Five Things I Love about… Brooklyn Nine-Nine

It’s the new fall television season, so it’s time for me to pay tribute to some of my favorite shows. I’ll start with the one that took me the most by surprise last year, Sunday night’s “cop comedy” Brooklyn Nine-Nine. Five things I love about this funny, good-natured show:

The characters are engaging.

This show took me by surprise because I don’t normally care for sitcoms. Too many of them, I’ve always thought, rely on one-note characterization and snarky put-downs, allowing little room for character or relationship development. I can recall an Entertainment Weekly article pointing out that sitcoms exemplify the charm of stasis; since the characters don’t change in any meaningful sense, the audience can rely on them to be funny in the same ways, week after week. Good for you, EW; you put into words why I prefer to avoid sitcoms.

Brooklyn Nine-Nine‘s first couple of episodes might not show much departure from that norm. The show needs to establish its characters’ principal traits. Jake is the wisecracking clown who rarely takes anything seriously. Boyle is the foodie nerd with the huge man-crush on Jake. Rosa is the humorless tough gal. Amy is the ambitious overachiever whom nobody in the office likes very much. Holt is the dour, deadpan authority figure who happens to be gay. The one most fleshed out from the get-go is Terry, the iron-strong sergeant and devoted family man. But in the course of the first season, the show carefully broadens these characters beyond these primary identifying traits. Jake is very good at his job and cares about his colleagues. Boyle is smart and observant. Rosa does have a sense of humor; it just manifests itself in unusual ways. Amy earnestly wants to do the right thing and can be a loyal, giving friend. And Holt… more on him in a minute.

Andre Braugher shows he has major comic chops.

Before Airplane!, Leslie Nielsen had never made a comedy. That one film showed he could be brilliant in the genre, and it changed the direction of his career. Likewise, Andre Braugher, who plays Captain Holt, has always been known for serious roles, and acclaimed in those roles even when the movie or show around him isn’t up to his level. To my knowledge he has never given a bad performance, but apparently up until Brooklyn Nine-Nine, it hadn’t occurred to anyone just how he might excel in a comedy. It turns out that Braugher succeeds in being very, very funny by playing Captain Holt absolutely straight. He rarely cracks a smile. He speaks in a deep, serious monotone. He never intends to be funny, or even amusing — an effective contrast to Andy Samberg’s Jake, who is quite self-consciously funny. Holt is hilarious because he has no idea he’s hilarious. One of my favorite moments from last season: Holt in tears as he sits in a theater watching his favorite movie, Moneyball. “Statistical analysis… it’s so beautiful!”
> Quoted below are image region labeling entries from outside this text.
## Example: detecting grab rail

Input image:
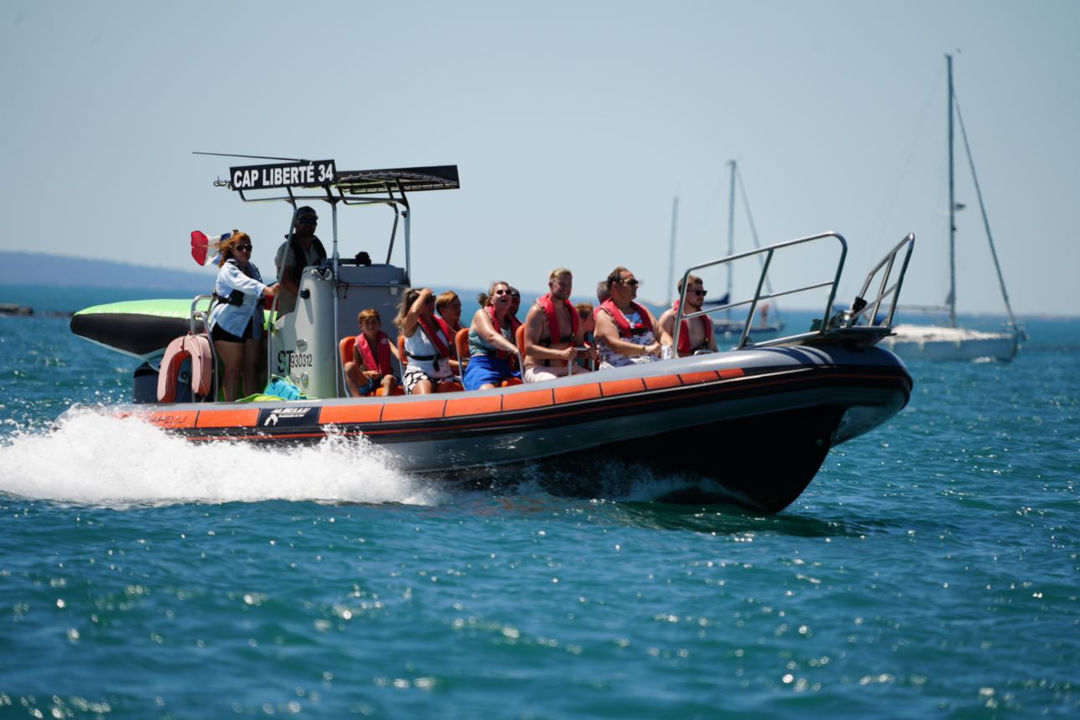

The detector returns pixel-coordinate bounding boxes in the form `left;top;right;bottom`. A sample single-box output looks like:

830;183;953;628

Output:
672;232;848;349
673;232;915;350
189;295;218;400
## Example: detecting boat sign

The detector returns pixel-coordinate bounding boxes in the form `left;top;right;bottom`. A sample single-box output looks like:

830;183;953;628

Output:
229;160;334;190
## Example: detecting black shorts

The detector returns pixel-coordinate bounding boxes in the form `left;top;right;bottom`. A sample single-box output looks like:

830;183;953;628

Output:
210;317;255;342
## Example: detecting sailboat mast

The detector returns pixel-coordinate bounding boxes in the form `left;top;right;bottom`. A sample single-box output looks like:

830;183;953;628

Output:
945;55;956;327
725;160;735;322
665;195;678;299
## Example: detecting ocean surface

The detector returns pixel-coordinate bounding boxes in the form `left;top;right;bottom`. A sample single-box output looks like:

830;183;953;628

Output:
0;287;1080;720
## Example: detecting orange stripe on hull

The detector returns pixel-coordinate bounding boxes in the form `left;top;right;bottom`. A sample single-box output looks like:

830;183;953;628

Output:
146;410;199;427
600;378;645;397
446;395;502;418
555;382;604;404
502;390;554;410
679;370;717;385
645;375;683;390
319;403;383;425
382;400;446;421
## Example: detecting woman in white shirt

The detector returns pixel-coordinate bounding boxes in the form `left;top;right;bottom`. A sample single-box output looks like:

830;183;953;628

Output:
210;230;278;400
394;287;461;395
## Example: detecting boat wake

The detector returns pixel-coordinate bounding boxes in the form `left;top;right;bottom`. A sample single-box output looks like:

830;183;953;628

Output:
0;409;444;507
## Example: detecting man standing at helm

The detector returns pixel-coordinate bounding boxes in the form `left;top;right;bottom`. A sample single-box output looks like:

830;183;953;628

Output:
274;205;326;315
524;268;593;382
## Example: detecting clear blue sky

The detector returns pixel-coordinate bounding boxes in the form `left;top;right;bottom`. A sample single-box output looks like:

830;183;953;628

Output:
0;0;1080;314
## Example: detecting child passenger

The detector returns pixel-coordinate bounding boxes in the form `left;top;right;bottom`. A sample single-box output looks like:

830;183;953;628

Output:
345;308;402;395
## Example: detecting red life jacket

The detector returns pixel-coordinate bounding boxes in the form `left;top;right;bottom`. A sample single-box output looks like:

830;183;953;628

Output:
484;305;522;358
672;300;713;357
416;315;450;359
356;330;394;375
600;298;651;338
537;294;581;345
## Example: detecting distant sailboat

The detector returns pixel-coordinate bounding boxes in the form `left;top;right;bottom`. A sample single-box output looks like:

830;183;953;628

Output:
705;160;784;340
880;55;1026;362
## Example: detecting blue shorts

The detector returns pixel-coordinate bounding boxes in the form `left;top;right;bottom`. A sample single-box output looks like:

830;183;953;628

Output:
464;355;522;390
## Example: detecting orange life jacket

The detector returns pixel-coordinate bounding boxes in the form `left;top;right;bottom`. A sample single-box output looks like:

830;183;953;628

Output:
416;315;454;359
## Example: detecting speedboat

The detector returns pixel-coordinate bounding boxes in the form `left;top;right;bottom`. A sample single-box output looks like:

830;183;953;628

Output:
71;161;915;514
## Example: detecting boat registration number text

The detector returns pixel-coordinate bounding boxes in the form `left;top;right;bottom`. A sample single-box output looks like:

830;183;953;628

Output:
278;350;315;372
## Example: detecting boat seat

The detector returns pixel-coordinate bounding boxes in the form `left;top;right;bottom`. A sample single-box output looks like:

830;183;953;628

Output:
158;332;214;403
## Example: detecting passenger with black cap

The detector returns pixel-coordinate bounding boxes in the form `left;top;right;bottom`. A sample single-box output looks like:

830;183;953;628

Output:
274;205;326;315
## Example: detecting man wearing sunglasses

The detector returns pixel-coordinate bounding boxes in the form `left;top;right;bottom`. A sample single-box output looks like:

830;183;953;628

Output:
596;266;660;369
660;275;716;357
274;205;326;316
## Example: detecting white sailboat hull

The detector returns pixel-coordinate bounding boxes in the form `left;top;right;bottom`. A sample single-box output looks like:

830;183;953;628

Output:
879;325;1020;363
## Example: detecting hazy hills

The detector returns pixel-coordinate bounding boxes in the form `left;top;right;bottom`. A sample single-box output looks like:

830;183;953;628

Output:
0;250;214;295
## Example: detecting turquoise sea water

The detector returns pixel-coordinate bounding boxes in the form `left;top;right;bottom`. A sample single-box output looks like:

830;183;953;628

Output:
0;288;1080;719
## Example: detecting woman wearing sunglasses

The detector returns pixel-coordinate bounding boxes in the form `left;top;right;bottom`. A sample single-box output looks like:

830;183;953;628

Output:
464;282;522;390
596;266;661;369
210;230;278;400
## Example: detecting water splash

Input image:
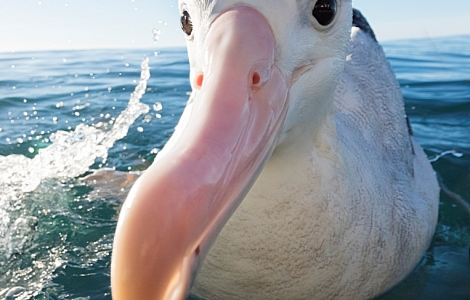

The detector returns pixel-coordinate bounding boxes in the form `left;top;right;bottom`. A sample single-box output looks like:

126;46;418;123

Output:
0;57;150;299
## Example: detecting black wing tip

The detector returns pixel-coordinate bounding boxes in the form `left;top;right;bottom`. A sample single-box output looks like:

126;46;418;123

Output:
353;8;377;42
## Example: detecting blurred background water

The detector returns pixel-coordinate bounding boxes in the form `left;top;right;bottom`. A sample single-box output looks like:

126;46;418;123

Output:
0;36;470;299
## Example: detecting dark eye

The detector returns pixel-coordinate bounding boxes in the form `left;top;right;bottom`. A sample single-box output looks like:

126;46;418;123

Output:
181;11;193;35
312;0;336;26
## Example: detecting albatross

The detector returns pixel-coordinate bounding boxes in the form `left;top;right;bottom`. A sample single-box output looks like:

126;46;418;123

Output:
111;0;439;300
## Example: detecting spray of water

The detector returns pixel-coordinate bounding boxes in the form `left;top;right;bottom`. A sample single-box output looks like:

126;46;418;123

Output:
0;57;150;299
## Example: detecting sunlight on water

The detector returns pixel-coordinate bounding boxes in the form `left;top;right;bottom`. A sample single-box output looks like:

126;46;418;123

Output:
0;57;150;299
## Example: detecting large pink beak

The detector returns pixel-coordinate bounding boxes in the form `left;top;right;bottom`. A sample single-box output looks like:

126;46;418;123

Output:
111;6;288;300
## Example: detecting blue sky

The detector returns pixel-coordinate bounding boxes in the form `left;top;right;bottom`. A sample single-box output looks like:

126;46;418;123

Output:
0;0;470;52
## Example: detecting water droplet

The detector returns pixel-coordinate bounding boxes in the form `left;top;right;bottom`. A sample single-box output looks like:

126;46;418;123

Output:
152;28;162;42
153;102;163;111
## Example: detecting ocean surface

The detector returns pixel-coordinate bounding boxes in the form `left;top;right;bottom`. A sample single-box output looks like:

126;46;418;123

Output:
0;36;470;299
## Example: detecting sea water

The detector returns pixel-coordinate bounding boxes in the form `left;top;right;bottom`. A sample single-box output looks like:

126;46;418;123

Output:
0;36;470;299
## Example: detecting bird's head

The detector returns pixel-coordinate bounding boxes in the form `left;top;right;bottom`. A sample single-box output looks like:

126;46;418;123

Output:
111;0;352;300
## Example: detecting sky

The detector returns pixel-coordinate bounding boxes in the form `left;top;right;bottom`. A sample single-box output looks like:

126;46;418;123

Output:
0;0;470;52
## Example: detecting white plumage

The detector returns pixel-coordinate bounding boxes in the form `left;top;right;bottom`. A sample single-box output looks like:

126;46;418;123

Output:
193;14;439;299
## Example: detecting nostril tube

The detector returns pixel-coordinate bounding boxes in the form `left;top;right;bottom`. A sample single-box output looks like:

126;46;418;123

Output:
253;72;261;85
195;74;204;88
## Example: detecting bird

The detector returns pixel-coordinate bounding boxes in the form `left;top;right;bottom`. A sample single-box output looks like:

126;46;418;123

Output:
111;0;439;300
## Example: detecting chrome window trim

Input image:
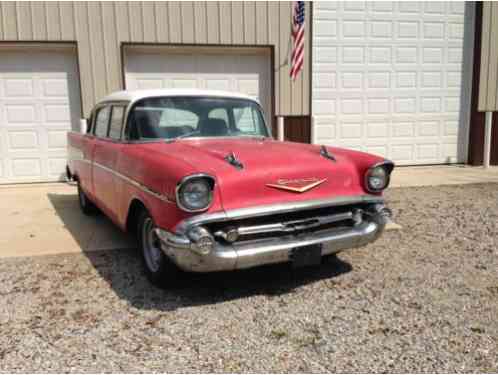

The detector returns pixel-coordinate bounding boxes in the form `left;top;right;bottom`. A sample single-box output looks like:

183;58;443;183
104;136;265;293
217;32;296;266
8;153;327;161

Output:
176;194;384;233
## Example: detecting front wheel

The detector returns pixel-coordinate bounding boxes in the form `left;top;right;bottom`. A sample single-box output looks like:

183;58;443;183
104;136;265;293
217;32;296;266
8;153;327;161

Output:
137;210;181;288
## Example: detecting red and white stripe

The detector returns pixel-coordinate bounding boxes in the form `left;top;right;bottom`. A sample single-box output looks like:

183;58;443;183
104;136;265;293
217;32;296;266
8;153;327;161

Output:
290;1;304;81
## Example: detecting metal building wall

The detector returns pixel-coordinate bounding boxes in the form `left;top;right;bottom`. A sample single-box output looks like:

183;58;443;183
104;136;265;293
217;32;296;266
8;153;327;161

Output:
478;1;498;111
0;2;310;116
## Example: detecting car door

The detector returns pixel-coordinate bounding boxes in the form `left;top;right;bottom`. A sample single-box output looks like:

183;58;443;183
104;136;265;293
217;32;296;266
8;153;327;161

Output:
78;115;95;199
93;104;125;219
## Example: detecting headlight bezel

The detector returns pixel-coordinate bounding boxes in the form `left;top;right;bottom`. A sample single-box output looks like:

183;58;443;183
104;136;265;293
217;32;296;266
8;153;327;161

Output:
364;160;394;194
175;173;216;212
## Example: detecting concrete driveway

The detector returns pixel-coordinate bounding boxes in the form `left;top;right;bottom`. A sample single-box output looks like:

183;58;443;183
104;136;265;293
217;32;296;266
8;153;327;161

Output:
0;166;498;258
0;183;134;258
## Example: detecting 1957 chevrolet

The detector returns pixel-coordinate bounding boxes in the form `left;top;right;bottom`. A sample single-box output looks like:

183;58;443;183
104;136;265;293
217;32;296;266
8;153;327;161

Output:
67;90;394;285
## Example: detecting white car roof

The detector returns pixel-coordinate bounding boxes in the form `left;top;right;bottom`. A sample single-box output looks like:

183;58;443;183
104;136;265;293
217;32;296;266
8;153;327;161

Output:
98;89;259;108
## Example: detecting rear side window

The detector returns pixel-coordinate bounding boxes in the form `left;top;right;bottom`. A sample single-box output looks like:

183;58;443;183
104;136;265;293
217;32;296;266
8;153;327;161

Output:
95;107;111;138
109;106;125;139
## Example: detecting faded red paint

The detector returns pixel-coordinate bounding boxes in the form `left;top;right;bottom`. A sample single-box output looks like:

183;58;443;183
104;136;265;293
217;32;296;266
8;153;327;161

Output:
69;133;384;234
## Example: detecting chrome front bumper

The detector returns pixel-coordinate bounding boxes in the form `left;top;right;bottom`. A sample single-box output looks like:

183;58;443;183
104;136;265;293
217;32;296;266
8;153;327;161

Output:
157;199;388;272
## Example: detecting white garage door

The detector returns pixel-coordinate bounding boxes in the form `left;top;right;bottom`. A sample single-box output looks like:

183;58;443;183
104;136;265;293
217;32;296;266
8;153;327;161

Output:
125;49;271;121
0;49;80;183
312;2;474;164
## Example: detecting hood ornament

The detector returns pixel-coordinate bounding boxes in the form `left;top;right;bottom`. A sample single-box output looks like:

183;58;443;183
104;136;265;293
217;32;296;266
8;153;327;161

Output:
320;145;337;161
223;152;244;169
266;177;327;193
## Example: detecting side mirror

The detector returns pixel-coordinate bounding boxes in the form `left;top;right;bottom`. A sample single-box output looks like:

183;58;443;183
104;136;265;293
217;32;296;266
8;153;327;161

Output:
80;118;88;134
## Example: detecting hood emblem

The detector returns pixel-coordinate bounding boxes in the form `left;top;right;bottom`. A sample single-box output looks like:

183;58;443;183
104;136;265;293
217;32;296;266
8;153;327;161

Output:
320;146;337;161
266;177;327;193
223;151;244;169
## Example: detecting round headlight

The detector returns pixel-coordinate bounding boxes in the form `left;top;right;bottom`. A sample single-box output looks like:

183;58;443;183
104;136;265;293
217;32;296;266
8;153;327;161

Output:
366;166;389;192
177;177;213;212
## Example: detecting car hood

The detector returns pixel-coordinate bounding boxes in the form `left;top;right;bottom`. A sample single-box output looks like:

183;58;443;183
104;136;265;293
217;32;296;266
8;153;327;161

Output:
154;138;383;210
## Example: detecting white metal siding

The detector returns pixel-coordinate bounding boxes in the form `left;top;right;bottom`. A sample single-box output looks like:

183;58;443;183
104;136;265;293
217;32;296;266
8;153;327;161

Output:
125;48;271;121
0;50;81;183
312;2;474;164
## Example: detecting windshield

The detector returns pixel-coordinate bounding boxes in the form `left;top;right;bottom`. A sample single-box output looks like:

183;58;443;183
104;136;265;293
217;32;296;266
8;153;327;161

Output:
127;97;269;140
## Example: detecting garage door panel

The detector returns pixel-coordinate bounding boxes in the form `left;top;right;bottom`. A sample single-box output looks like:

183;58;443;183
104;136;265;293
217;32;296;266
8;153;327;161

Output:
9;130;40;151
47;157;66;179
42;103;71;123
3;78;34;98
0;49;81;183
205;78;230;91
40;77;69;98
312;2;473;164
4;104;37;126
10;157;42;180
125;49;271;119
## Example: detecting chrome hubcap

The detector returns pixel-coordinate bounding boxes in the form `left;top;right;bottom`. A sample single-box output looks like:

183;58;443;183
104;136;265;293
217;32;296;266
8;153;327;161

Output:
142;218;163;272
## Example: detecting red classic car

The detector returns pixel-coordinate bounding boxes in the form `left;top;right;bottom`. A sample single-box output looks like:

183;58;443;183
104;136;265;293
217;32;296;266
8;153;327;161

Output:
67;90;394;284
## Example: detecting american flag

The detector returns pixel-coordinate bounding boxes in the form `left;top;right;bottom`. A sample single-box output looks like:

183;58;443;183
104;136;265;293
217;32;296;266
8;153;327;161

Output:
290;1;304;80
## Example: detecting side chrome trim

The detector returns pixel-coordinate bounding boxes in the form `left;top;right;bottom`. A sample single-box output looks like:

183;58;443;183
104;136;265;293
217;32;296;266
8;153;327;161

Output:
176;195;384;233
91;162;176;203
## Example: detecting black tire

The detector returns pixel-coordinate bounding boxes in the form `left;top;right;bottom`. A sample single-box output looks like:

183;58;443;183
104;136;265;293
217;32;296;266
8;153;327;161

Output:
137;209;182;288
78;181;97;215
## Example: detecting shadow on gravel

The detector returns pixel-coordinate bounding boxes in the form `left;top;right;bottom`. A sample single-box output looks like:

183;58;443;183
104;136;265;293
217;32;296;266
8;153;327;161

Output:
85;250;352;311
45;194;352;311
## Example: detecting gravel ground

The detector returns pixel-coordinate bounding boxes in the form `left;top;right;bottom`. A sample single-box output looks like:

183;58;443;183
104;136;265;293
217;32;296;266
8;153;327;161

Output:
0;184;498;372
The cast is wonderfully diverse.

Jake and Boyle are white guys. Holt and Terry are African-American. Rosa and Amy are Latina. Holt is in a happily stable marriage with his husband, Kevin (played by Marc Evan Jackson, whom I also know as “Sparks Nevada, Marshal on Mars,” from the Thrilling Adventure Hour podcast). I’m hard pressed to think of a more diverse cast on a current TV show. Yet the show never sets aside its comic storytelling to hand down any heavy-handed sermons about diversity. It simply sets its characters in motion and lets them be who they are — which, in the end, may be the best message about diversity we could hope for.

Two of the main male characters are happily married.

One of the most disheartening features of current and recent comedy, on the big and small screen, is the prominence of the “boy-man,” the male character(s) locked in a state of permanent adolescence, unwilling to commit to a job or a romantic relationship or anything that smacks of responsibility. The Brooklyn Nine-Nine character who most nearly fits the “boy-man” type is Jake, the young dude who likes to flirt and can’t stop with the one-liners — though even he departs from the type, through his dedication to his job, and he may be settling down on the romantic front as well. Two of the show’s most significant male characters, Holt and Terry, go further than that. Mature, sensible men who are committed to both career and spouses (and, in Terry’s case, children as well), they offer sorely needed proof that male characters can be honest-to-goodness adults and still be very funny.  And, for bonus points, Terry’s children are named Cagney and Lacey.

It’s funny and good-natured.

The show isn’t perfect. Some of the elements I see as flaws have been praised by others, most notably Kyra Sedgwick’s Madeline Wuntch, whom many of the show’s fans see as a worthy nemesis for Holt but who comes across to me as an unpleasantly stereotyped caricature of the Evil Boss Lady. (Honestly, how many of those do we need?) Yet when we leave Wuntch out of the equation, we see a cast of characters who actually like one another, help one another, and support one another. Even Gina, Holt’s narcissistic assistant who seems to be around to fill that apparently necessary “snarky put-down” quotient, can on occasion be generous and helpful, usually when interacting with Jake or Holt. It’s clear the show’s creators like these characters, and so, even when they’re at their most mistake-prone, we like them too. It’s good to see a show that does not rely on mean-spirited hostility for its humor.